Issey Miyake’s Spring/Summer 2024 Ready-to-Wear Collection
SPRING 2024 READY-TO-WEAR

Props (and thanks) to Vogue colleague José Criales-Unzueta, who after this show noted and posted to his Instagram a runway redux of Issey Miyake’s Spring 1998 show written by Laird Borrelli-Persson. As you can see by comparing the galleries, Miyake’s “tube veils” from that year were riffed on—and extended into real veils—by Satoshi Kondo at this morning’s show in Paris. That was one of Miyake’s final shows as creative director: following his death last summer, the Miyake family continues to hold the candle for their founder.

This tribute, which felt as fresh and exciting to the eye as it must have 25 years ago, opened a beautiful collection. Kondo’s dynamic experiments with high twist yarns played against the bodies beneath them in a manner comparable to the fluttering of a flag in the breeze, an image that the designer cited as a starting point. At points of movement, hips and shoulders, the fabric found its own volume and settled into a natural, unenforced drape created by the human weather within it.

A series of prints showing grainy shafts of light were developed from exposed film, another 1990s throwback. Then we saw painstakingly fashioned dresses cut from single tubes of washi paper and polyester mix that were manipulated to fold back and forth around subtle cut-out sections: these were both highly technical and deeply romantic. The models sometimes wore Vibram-soled barefoot running shoes by New Balance in Kondo directed colorways.
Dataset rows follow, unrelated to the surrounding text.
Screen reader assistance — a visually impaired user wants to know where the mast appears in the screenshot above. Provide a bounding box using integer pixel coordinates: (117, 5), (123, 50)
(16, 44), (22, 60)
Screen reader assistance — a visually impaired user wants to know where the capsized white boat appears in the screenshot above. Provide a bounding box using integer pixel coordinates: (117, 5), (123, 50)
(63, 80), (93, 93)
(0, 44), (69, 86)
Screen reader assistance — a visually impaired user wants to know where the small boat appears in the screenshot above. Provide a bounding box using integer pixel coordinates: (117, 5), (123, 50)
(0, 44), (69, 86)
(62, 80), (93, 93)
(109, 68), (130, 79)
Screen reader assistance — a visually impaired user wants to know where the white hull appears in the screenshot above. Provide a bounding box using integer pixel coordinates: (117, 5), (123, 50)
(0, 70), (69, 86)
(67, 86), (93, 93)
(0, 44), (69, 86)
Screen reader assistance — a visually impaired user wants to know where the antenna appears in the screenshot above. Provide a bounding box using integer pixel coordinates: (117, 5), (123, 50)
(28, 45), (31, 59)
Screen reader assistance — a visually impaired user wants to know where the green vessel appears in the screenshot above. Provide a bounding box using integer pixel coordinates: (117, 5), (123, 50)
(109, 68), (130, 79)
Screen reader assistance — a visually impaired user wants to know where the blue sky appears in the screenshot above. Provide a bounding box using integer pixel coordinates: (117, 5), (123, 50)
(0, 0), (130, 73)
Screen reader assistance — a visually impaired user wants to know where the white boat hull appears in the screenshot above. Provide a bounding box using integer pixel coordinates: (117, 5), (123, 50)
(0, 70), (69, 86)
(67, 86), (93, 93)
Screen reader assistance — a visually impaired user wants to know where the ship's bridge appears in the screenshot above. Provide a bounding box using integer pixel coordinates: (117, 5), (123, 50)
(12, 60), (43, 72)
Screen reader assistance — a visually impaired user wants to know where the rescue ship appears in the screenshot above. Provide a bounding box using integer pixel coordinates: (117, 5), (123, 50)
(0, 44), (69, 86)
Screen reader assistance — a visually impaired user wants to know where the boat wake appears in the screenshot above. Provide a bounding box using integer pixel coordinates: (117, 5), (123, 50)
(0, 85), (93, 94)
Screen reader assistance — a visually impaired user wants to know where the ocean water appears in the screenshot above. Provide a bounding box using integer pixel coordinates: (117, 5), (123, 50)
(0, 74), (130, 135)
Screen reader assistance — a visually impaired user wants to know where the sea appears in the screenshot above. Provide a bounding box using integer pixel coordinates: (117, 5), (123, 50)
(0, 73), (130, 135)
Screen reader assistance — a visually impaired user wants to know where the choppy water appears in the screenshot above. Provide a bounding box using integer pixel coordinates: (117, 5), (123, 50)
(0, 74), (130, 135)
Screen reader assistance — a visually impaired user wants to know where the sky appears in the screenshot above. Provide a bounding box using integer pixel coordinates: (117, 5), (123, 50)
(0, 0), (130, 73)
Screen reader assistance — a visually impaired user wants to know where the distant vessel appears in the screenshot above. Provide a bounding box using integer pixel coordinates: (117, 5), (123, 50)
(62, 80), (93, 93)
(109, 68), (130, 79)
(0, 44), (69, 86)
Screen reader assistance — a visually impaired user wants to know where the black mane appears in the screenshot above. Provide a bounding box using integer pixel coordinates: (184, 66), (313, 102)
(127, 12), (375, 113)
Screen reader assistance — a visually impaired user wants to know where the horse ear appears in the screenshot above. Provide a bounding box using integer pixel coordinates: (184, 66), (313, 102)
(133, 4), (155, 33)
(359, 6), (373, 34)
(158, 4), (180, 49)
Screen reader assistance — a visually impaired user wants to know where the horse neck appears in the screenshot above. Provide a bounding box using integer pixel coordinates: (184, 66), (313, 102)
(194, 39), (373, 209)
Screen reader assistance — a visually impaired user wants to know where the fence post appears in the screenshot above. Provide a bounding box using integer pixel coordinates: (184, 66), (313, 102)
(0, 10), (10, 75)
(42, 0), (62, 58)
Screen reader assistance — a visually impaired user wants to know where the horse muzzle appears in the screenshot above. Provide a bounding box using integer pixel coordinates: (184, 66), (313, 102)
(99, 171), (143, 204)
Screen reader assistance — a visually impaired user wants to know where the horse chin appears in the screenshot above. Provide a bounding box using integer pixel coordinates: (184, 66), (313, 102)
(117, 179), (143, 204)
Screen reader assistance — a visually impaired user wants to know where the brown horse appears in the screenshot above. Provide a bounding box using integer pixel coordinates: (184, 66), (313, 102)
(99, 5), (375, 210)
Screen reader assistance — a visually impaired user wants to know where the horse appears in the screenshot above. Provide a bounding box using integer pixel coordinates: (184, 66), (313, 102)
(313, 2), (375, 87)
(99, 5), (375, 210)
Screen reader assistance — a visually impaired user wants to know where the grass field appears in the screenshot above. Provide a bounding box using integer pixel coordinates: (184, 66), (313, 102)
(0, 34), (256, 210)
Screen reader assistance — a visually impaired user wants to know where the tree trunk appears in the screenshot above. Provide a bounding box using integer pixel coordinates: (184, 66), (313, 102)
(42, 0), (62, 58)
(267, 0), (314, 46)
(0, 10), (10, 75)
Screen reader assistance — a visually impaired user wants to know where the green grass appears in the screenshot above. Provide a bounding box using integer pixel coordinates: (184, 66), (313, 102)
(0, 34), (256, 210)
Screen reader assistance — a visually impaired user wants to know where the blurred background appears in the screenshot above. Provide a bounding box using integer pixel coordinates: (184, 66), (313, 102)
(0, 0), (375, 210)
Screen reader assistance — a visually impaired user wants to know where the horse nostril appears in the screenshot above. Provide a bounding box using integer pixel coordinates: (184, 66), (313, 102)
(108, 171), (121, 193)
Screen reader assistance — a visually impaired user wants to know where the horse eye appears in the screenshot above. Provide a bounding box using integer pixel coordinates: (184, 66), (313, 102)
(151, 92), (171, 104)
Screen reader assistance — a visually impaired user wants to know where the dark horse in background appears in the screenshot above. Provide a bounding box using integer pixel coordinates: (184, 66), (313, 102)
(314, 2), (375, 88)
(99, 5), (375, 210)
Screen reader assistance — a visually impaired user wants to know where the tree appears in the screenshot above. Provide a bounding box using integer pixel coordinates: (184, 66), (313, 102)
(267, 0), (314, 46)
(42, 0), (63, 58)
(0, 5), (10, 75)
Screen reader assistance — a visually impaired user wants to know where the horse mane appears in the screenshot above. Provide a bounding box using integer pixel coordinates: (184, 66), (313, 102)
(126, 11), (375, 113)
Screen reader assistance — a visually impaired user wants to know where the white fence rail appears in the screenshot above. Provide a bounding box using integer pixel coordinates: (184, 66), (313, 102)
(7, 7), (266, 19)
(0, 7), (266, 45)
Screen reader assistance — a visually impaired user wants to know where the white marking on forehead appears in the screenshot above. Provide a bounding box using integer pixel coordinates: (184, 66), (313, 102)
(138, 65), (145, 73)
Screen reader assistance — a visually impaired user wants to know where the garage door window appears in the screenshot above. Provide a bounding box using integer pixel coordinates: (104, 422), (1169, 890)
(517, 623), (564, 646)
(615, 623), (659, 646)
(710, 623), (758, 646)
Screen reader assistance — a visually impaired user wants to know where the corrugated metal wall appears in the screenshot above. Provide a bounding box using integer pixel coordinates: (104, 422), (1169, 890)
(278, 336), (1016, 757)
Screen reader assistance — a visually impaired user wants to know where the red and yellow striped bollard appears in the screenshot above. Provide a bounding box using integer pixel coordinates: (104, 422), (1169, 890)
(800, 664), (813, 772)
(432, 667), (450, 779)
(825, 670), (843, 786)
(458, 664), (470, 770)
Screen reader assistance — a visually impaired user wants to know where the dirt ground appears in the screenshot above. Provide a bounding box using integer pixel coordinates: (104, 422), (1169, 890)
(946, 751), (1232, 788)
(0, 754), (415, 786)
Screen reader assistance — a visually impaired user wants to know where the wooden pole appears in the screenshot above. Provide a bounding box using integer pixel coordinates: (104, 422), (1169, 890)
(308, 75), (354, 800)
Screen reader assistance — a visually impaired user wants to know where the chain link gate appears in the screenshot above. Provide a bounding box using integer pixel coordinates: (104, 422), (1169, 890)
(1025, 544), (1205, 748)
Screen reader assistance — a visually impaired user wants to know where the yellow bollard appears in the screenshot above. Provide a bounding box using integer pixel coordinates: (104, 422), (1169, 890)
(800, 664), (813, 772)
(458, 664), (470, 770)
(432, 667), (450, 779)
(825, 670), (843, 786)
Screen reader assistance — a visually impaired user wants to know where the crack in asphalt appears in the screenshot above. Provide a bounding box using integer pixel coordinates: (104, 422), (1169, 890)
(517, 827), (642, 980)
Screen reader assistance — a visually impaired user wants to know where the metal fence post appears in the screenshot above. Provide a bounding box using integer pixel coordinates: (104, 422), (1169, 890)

Some large-silhouette jackets and coats appeared so considerable thanks to the way in which the front and back facing pieces of material were placed flat against each other around the edge of the front-facing physical facade: this was a little reminiscent of last season’s collection, and retained an impressive combination of substance and lightness. The soundsystem played a bassline so heavy and loud that the pieces of washi paper hanging across the runway turned and trembled as the models walked breezily by.